A rustic institution much loved by its local regulars, Riva is renowned for simple, well-prepared Italian cooking. Presided over by its charismatic owner Andrea Riva it specialises in the Northern Italian dishes of the Lombardy region. Polenta and risotto are a speciality and Riva is also famed for its use of truffles and has become a serious foodie haunt and favourite of chefs such as Jamie Oliver and Gordon Ramsay as well as Fay Maschler and AA Gill among others - "The place I go to most often is Riva, an Italian restaurant in Barnes.

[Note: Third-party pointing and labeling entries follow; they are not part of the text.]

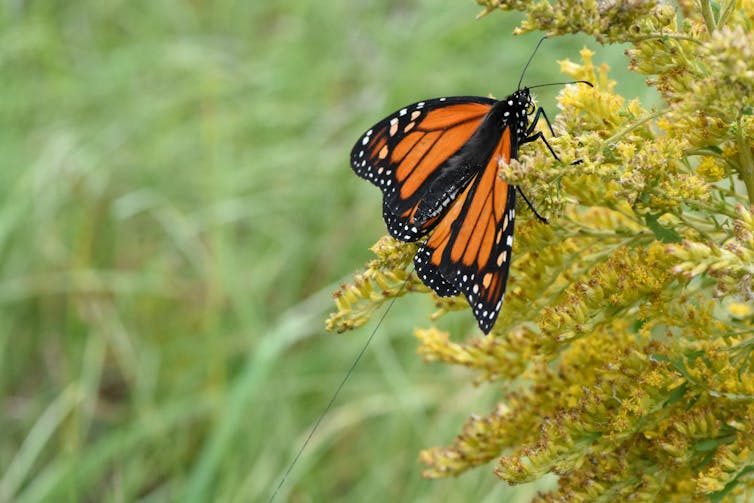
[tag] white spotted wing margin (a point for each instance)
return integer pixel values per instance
(408, 151)
(484, 288)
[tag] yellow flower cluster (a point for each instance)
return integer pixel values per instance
(626, 337)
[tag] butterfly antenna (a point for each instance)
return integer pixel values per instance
(335, 395)
(563, 84)
(528, 62)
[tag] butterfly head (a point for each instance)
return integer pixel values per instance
(520, 106)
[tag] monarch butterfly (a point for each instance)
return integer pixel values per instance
(436, 162)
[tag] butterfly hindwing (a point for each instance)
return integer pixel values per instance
(407, 156)
(471, 246)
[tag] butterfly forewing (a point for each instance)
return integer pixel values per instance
(437, 165)
(405, 153)
(471, 246)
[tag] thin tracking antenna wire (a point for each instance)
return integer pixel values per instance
(528, 62)
(337, 391)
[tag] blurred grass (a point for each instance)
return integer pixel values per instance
(177, 207)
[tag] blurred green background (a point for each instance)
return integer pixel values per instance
(177, 208)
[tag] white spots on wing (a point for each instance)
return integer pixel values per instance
(393, 126)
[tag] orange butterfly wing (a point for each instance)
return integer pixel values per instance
(436, 163)
(471, 246)
(406, 153)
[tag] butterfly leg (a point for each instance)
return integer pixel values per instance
(538, 135)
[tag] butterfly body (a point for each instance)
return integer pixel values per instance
(436, 162)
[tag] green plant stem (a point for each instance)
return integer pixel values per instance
(636, 125)
(746, 166)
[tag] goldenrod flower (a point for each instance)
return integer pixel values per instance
(626, 337)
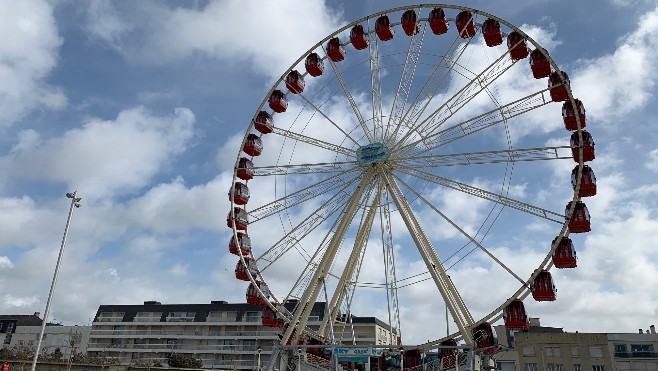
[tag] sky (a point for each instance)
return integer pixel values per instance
(141, 108)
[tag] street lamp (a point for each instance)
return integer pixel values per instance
(258, 350)
(75, 201)
(299, 359)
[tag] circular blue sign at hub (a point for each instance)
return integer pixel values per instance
(372, 154)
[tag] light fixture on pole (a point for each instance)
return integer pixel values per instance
(75, 202)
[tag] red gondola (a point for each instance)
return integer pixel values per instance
(565, 254)
(448, 354)
(314, 65)
(518, 49)
(465, 24)
(243, 244)
(579, 222)
(241, 270)
(543, 288)
(491, 32)
(240, 193)
(264, 122)
(485, 338)
(410, 22)
(241, 219)
(278, 101)
(515, 316)
(558, 89)
(245, 169)
(253, 146)
(438, 22)
(569, 115)
(383, 28)
(587, 144)
(252, 293)
(358, 37)
(270, 318)
(539, 64)
(335, 51)
(587, 183)
(295, 82)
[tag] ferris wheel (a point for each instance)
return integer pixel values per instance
(417, 152)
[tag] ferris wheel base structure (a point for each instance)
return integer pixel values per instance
(412, 157)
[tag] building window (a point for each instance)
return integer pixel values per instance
(249, 345)
(596, 352)
(252, 317)
(148, 317)
(181, 317)
(642, 350)
(552, 351)
(110, 317)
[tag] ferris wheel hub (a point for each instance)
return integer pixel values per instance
(372, 153)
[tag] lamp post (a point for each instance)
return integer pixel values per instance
(258, 350)
(299, 359)
(75, 202)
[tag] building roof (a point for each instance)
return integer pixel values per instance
(22, 319)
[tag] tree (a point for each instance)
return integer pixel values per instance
(183, 361)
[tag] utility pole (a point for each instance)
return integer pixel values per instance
(75, 202)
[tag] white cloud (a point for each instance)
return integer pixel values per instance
(105, 157)
(6, 263)
(613, 85)
(28, 53)
(226, 30)
(653, 160)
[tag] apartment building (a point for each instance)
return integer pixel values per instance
(220, 334)
(552, 349)
(23, 330)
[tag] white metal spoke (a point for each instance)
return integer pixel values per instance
(350, 99)
(490, 196)
(406, 79)
(473, 125)
(462, 231)
(348, 276)
(317, 109)
(375, 81)
(453, 301)
(486, 157)
(319, 168)
(305, 304)
(305, 194)
(304, 228)
(314, 142)
(389, 267)
(430, 88)
(469, 91)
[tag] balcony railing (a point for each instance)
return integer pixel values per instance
(636, 355)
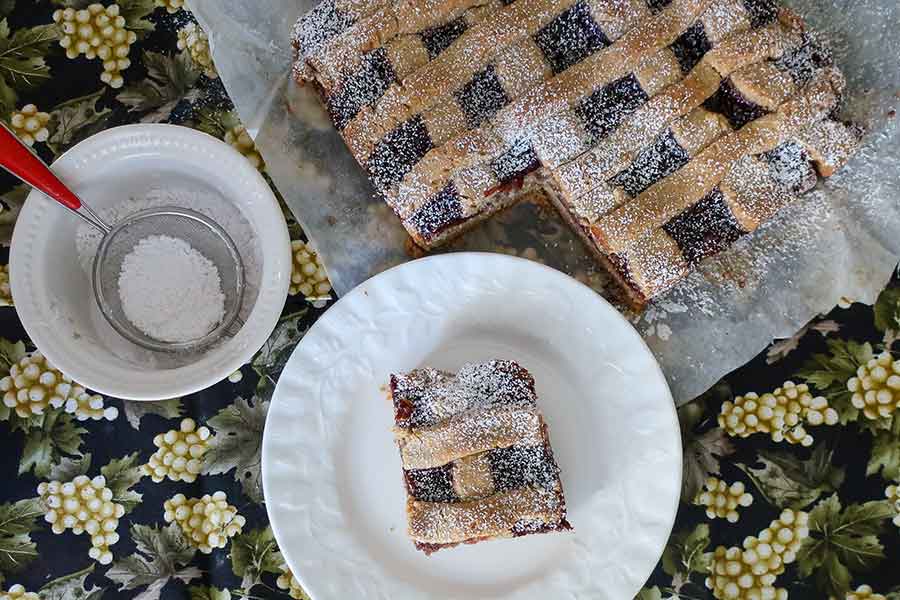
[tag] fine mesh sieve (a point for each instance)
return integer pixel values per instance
(202, 234)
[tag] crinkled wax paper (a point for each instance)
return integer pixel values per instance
(842, 240)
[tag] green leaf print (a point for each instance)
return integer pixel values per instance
(649, 594)
(199, 592)
(22, 65)
(254, 553)
(237, 444)
(841, 541)
(162, 555)
(71, 587)
(68, 469)
(885, 456)
(75, 120)
(273, 356)
(686, 553)
(121, 475)
(10, 353)
(10, 202)
(17, 521)
(828, 373)
(167, 409)
(47, 444)
(134, 12)
(6, 7)
(215, 121)
(701, 459)
(887, 310)
(170, 79)
(786, 481)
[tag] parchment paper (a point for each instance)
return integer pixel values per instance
(842, 240)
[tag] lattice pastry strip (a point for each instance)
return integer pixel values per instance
(431, 172)
(755, 188)
(667, 198)
(476, 455)
(639, 129)
(471, 53)
(584, 27)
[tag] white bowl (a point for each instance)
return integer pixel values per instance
(52, 289)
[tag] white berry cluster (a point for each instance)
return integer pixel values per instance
(5, 290)
(33, 384)
(179, 453)
(17, 592)
(171, 6)
(30, 125)
(781, 414)
(287, 581)
(97, 32)
(193, 39)
(749, 573)
(893, 496)
(722, 500)
(864, 592)
(208, 522)
(238, 138)
(89, 406)
(84, 505)
(876, 387)
(308, 276)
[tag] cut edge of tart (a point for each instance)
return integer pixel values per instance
(476, 455)
(662, 130)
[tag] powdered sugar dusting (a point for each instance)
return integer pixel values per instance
(170, 291)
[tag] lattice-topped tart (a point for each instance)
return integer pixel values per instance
(476, 456)
(663, 130)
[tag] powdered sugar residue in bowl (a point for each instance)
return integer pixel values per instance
(208, 203)
(170, 291)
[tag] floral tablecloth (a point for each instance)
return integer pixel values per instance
(789, 488)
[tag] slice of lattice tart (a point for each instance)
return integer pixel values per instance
(476, 456)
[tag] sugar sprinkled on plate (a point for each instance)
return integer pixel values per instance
(170, 291)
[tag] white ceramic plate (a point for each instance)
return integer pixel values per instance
(53, 292)
(332, 474)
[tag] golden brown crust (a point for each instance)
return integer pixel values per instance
(452, 68)
(492, 517)
(472, 477)
(469, 433)
(618, 230)
(639, 130)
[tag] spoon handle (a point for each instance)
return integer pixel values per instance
(22, 163)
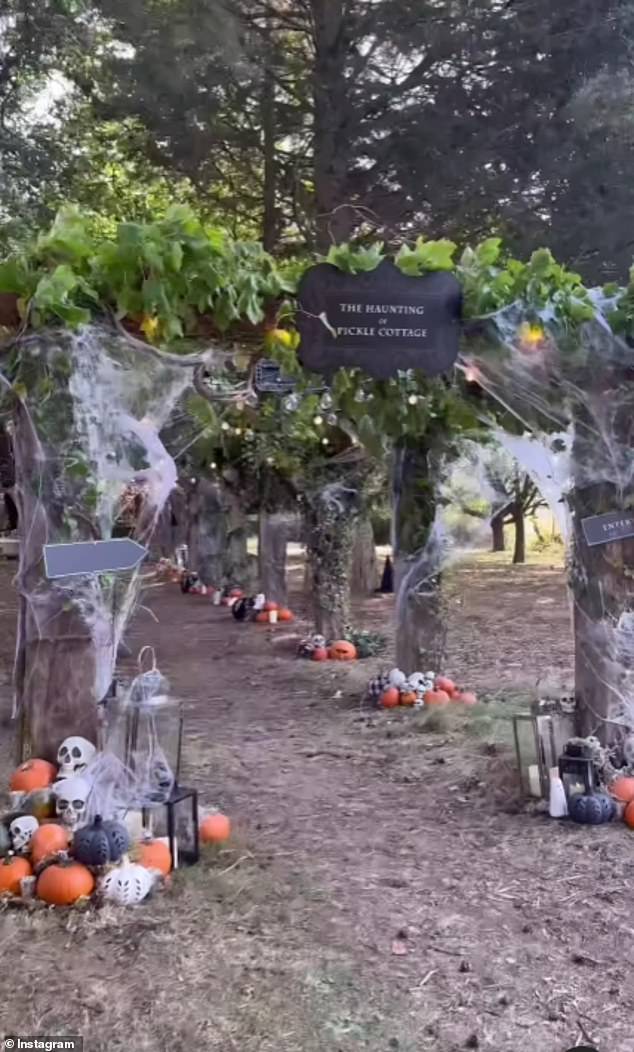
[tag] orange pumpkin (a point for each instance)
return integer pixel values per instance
(63, 883)
(622, 789)
(33, 774)
(342, 650)
(436, 698)
(46, 841)
(12, 871)
(390, 699)
(155, 854)
(215, 829)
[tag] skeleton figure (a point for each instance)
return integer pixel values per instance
(21, 831)
(74, 755)
(72, 795)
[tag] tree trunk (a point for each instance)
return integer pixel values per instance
(271, 555)
(269, 224)
(497, 531)
(331, 104)
(206, 531)
(421, 630)
(330, 518)
(364, 571)
(519, 524)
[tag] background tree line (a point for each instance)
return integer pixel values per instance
(310, 121)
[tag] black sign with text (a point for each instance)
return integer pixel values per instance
(381, 322)
(606, 529)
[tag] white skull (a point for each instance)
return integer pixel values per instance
(420, 683)
(74, 755)
(21, 831)
(397, 679)
(70, 801)
(629, 750)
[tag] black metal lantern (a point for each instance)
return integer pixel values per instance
(177, 822)
(576, 771)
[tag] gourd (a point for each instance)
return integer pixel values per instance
(591, 810)
(155, 854)
(622, 789)
(215, 829)
(100, 843)
(33, 774)
(390, 699)
(342, 650)
(47, 841)
(127, 884)
(13, 870)
(63, 883)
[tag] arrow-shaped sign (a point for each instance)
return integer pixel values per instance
(91, 557)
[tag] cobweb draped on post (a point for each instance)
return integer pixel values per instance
(86, 449)
(571, 398)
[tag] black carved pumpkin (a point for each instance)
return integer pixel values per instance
(100, 843)
(591, 810)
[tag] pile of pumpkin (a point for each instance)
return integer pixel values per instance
(417, 690)
(45, 861)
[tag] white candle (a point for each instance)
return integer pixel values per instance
(534, 782)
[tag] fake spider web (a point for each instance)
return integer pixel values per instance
(86, 446)
(569, 404)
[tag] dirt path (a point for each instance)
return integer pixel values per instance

I’ve been eating there twice a week for 15 years and I haven’t seen a menu for 12 years — the food just arrives."

The Wolseley

Breakfast is said to be the most important meal of the day and nowhere is that fact more appreciated than at the Wolseley restaurant in London's Piccadilly, where AA Gill dined regularly (at a central table) and even went so far as to pen the book 'Breakfast at The Wolseley'. Founded by celebrated restaurateurs and founders of some of London's most iconic dining destinations - Jeremy King and Chris Corbin - the Wolseley is a cross between the "traditional robustness of the Parisian brasserie and the gloriously grand but cosy comfort of the Viennese cafe". 

According to an interview in London's Evening Standard, the restaurant critic and writer also enjoyed talks hosted at The Frontline Club and loved The Chelsea Arts Club.